Sin embargo, somewhere along the way, perdiste esa ilusión, esa adoración y yo te perdí a ti. No pude evitar que la distancia y el tiempo nos separaran cada vez más. Me hice pequeñita, cobarde y dejé que a partir de entonces el miedo me controlara.
Miedo a lo desconocido, a la soledad, al fracaso, a la incomprensión, a decepcionar a los que me querían, a perderlo todo, a perderme a mí y a la persona en la que deseaba convertirme.
Desapareciste y me dejaste sola, abatida, triste, melancólica...
No sabía cómo debía afrontar mis acciones desde aquel momento y no estaba segura de querer saberlo.
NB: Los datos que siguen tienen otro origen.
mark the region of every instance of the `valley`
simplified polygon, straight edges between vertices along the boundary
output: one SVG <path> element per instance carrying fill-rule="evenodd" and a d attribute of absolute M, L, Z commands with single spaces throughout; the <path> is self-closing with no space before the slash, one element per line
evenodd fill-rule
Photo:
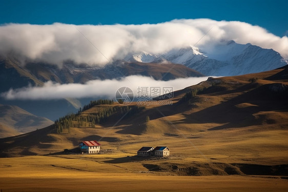
<path fill-rule="evenodd" d="M 172 105 L 113 113 L 94 128 L 87 122 L 57 133 L 50 126 L 1 139 L 1 187 L 88 191 L 97 180 L 102 191 L 285 191 L 287 69 L 209 78 L 174 92 Z M 79 115 L 121 106 L 92 106 Z M 97 141 L 102 152 L 77 154 L 84 140 Z M 167 146 L 170 157 L 137 157 L 146 146 Z M 79 188 L 81 182 L 88 184 Z"/>

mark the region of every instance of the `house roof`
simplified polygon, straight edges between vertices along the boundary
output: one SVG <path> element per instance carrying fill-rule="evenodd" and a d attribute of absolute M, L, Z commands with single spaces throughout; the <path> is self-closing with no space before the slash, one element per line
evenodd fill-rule
<path fill-rule="evenodd" d="M 82 141 L 81 143 L 83 143 L 85 145 L 88 146 L 101 145 L 101 144 L 96 141 Z"/>
<path fill-rule="evenodd" d="M 159 146 L 157 146 L 155 148 L 154 150 L 163 150 L 164 149 L 165 149 L 166 148 L 168 149 L 168 150 L 170 150 L 169 149 L 169 148 L 168 148 L 168 147 L 159 147 Z"/>
<path fill-rule="evenodd" d="M 152 150 L 154 149 L 153 147 L 142 147 L 138 151 L 149 151 L 150 150 Z"/>

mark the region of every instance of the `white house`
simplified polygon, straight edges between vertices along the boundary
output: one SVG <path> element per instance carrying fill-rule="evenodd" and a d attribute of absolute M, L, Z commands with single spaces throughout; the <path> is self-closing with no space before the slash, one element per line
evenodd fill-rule
<path fill-rule="evenodd" d="M 137 151 L 137 155 L 142 157 L 150 156 L 154 149 L 153 147 L 142 147 Z"/>
<path fill-rule="evenodd" d="M 79 147 L 82 153 L 98 153 L 100 151 L 100 145 L 96 141 L 84 141 L 80 143 Z"/>
<path fill-rule="evenodd" d="M 156 147 L 153 151 L 155 157 L 169 157 L 170 149 L 168 147 Z"/>

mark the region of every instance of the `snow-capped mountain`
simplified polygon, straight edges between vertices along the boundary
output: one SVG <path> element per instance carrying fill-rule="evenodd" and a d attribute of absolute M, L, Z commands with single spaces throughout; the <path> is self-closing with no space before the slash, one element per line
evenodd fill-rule
<path fill-rule="evenodd" d="M 155 54 L 148 53 L 146 52 L 128 54 L 124 60 L 129 62 L 140 63 L 163 63 L 167 62 L 164 58 Z"/>
<path fill-rule="evenodd" d="M 142 57 L 139 56 L 141 55 Z M 239 44 L 233 41 L 222 42 L 205 50 L 196 47 L 173 49 L 160 55 L 137 53 L 130 57 L 139 59 L 153 55 L 157 61 L 181 64 L 206 75 L 230 76 L 274 69 L 288 62 L 273 49 L 263 49 L 249 43 Z M 147 60 L 147 62 L 153 60 Z"/>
Me quedé atrás, chiquitita, escondida, pero el resto del mundo continuaba adelante y el tiempo no daba tregua, no esperaba por mí. Me perdí entre la multitud y me dejé arrastrar. Me cansé de luchar a contracorriente; después de todo ¿qué sentido tenía que siguiera luchando? ¿Iba a cambiar eso el hecho de que ya no volvería a ver el mundo de la manera en la que tú me enseñaste? ¿Iba a poder yo recuperar esa antigua ilusión y adoración por la vida? ¿Iba a paliar eso la tristeza? ¿Podría volver a curar mis heridas con tan solo la sonrisa de alguien cercano, de un amigo o familiar? ¿Tenía algún sentido el amor si ni siquiera era capaz de amarme a mí misma?
Quizás me di por vencida muy deprisa pero no estaba preparada para todo lo que se me vino encima.